HPG	0	1	2	3	4	5	6	7	8	9		6 or more
3	4.98%	14.94%	22.40%	22.40%	16.80%	10.08%	5.04%	2.16%	0.81%	0.27%		8.39%
3.05	4.74%	14.44%	22.03%	22.39%	17.08%	10.42%	5.30%	2.31%	0.88%	0.30%		8.90%
3.1	4.50%	13.97%	21.65%	22.37%	17.33%	10.75%	5.55%	2.46%	0.95%	0.33%		9.43%
3.15	4.29%	13.50%	21.26%	22.32%	17.58%	11.08%	5.81%	2.62%	1.03%	0.36%		9.98%
3.2	4.08%	13.04%	20.87%	22.26%	17.81%	11.40%	6.08%	2.78%	1.11%	0.40%		10.54%
3.25	3.88%	12.60%	20.48%	22.18%	18.02%	11.72%	6.35%	2.95%	1.20%	0.43%		11.12%
3.3	3.69%	12.17%	20.08%	22.09%	18.23%	12.03%	6.62%	3.12%	1.29%	0.47%		11.71%
3.35	3.51%	11.75%	19.69%	21.98%	18.41%	12.34%	6.89%	3.30%	1.38%	0.51%		12.32%
3.4	3.34%	11.35%	19.29%	21.86%	18.58%	12.64%	7.16%	3.48%	1.48%	0.56%		12.95%
3.45	3.17%	10.95%	18.89%	21.73%	18.74%	12.93%	7.43%	3.66%	1.58%	0.61%		13.58%
3.5	3.02%	10.57%	18.50%	21.58%	18.88%	13.22%	7.71%	3.85%	1.69%	0.66%		14.24%
3.55	2.87%	10.20%	18.10%	21.42%	19.01%	13.50%	7.99%	4.05%	1.80%	0.71%		14.91%
3.6	2.73%	9.84%	17.71%	21.25%	19.12%	13.77%	8.26%	4.25%	1.91%	0.76%		15.59%
3.65	2.60%	9.49%	17.31%	21.06%	19.22%	14.03%	8.54%	4.45%	2.03%	0.82%		16.28%
3.7	2.47%	9.15%	16.92%	20.87%	19.31%	14.29%	8.81%	4.66%	2.15%	0.89%		16.99%
3.75	2.35%	8.82%	16.54%	20.67%	19.38%	14.53%	9.08%	4.87%	2.28%	0.95%		17.71%
3.8	2.24%	8.50%	16.15%	20.46%	19.44%	14.77%	9.36%	5.08%	2.41%	1.02%		18.44%
3.85	2.13%	8.19%	15.77%	20.24%	19.48%	15.00%	9.62%	5.29%	2.55%	1.09%		19.19%
3.9	2.02%	7.89%	15.39%	20.01%	19.51%	15.22%	9.89%	5.51%	2.69%	1.16%		19.94%
3.95	1.93%	7.61%	15.02%	19.78%	19.53%	15.43%	10.16%	5.73%	2.83%	1.24%		20.71%
4	1.83%	7.33%	14.65%	19.54%	19.54%	15.63%	10.42%	5.95%	2.98%	1.32%		21.49%
4.05	1.74%	7.06%	14.29%	19.29%	19.53%	15.82%	10.68%	6.18%	3.13%	1.41%		22.27%
4.1	1.66%	6.79%	13.93%	19.04%	19.51%	16.00%	10.93%	6.40%	3.28%	1.50%		23.07%
4.15	1.58%	6.54%	13.58%	18.78%	19.48%	16.17%	11.18%	6.63%	3.44%	1.59%		23.87%
4.2	1.50%	6.30%	13.23%	18.52%	19.44%	16.33%	11.43%	6.86%	3.60%	1.68%		24.69%
4.25	1.43%	6.06%	12.88%	18.25%	19.39%	16.48%	11.67%	7.09%	3.77%	1.78%		25.51%
4.3	1.36%	5.83%	12.54%	17.98%	19.33%	16.62%	11.91%	7.32%	3.93%	1.88%		26.33%
4.35	1.29%	5.61%	12.21%	17.71%	19.26%	16.75%	12.15%	7.55%	4.10%	1.98%		27.17%
4.4	1.23%	5.40%	11.88%	17.43%	19.17%	16.87%	12.37%	7.78%	4.28%	2.09%		28.01%
4.45	1.17%	5.20%	11.56%	17.15%	19.08%	16.98%	12.60%	8.01%	4.45%	2.20%		28.86%
4.5	1.11%	5.00%	11.25%	16.87%	18.98%	17.08%	12.81%	8.24%	4.63%	2.32%		29.71%


It shows that if you pick the three best hitters (per game) in the league-- Suzuki, Jeter, Young (combined avg = 4.12) – you have a 23% of getting your payout and a 77% chance of losing your money.
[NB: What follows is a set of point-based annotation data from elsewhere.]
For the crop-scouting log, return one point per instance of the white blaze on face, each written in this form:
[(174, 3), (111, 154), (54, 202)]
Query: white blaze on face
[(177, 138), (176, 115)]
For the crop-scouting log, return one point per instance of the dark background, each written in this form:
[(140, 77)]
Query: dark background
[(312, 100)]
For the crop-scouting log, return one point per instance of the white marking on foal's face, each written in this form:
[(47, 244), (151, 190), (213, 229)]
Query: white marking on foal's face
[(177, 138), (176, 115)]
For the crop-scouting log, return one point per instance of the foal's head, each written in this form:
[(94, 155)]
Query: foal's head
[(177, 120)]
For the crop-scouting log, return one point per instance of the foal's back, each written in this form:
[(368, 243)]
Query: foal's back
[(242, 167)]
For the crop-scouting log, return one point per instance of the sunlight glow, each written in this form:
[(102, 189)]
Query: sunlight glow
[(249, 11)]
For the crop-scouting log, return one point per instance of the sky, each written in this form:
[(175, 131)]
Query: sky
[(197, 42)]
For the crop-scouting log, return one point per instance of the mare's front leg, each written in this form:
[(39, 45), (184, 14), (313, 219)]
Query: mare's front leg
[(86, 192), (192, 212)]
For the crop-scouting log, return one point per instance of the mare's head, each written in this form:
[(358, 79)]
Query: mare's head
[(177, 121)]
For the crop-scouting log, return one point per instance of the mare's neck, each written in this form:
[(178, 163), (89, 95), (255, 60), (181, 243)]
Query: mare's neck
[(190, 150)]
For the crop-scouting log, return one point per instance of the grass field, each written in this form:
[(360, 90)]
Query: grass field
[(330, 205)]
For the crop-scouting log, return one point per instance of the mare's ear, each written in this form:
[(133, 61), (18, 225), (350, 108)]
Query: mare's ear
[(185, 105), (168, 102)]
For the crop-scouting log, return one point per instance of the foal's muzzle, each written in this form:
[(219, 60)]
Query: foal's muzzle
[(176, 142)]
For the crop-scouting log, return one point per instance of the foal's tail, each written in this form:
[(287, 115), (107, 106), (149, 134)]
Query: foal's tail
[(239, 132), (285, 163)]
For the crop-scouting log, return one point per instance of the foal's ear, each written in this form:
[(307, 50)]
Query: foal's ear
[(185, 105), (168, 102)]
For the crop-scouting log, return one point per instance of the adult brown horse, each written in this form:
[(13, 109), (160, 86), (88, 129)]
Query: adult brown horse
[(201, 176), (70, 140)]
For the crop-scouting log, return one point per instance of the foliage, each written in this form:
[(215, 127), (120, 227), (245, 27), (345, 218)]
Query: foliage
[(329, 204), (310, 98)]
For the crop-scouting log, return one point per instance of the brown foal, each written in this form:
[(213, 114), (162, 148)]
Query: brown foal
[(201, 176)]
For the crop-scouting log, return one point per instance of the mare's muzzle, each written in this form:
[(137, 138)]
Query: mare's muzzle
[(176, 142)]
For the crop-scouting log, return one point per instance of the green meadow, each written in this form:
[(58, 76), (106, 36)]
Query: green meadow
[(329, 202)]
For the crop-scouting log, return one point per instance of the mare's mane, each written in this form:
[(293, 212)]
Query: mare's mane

It looks like the break-even point (12.5% expectation of success) is when the batters have a combined average of 3.35 hits per game, and there’s a pretty steep drop-off even within the top twenty hitters, so if you’re arbitrarily picking batters you’re practically guaranteed to lose.

I was surprised to see this result because it implies that either the bookies are setting the odds wrong or the punters pick their batters badly. I’d be interested to have someone with a stronger math background examine my third assumption - that we can sum the averages and count the three parallel trials as a single trial of the collective.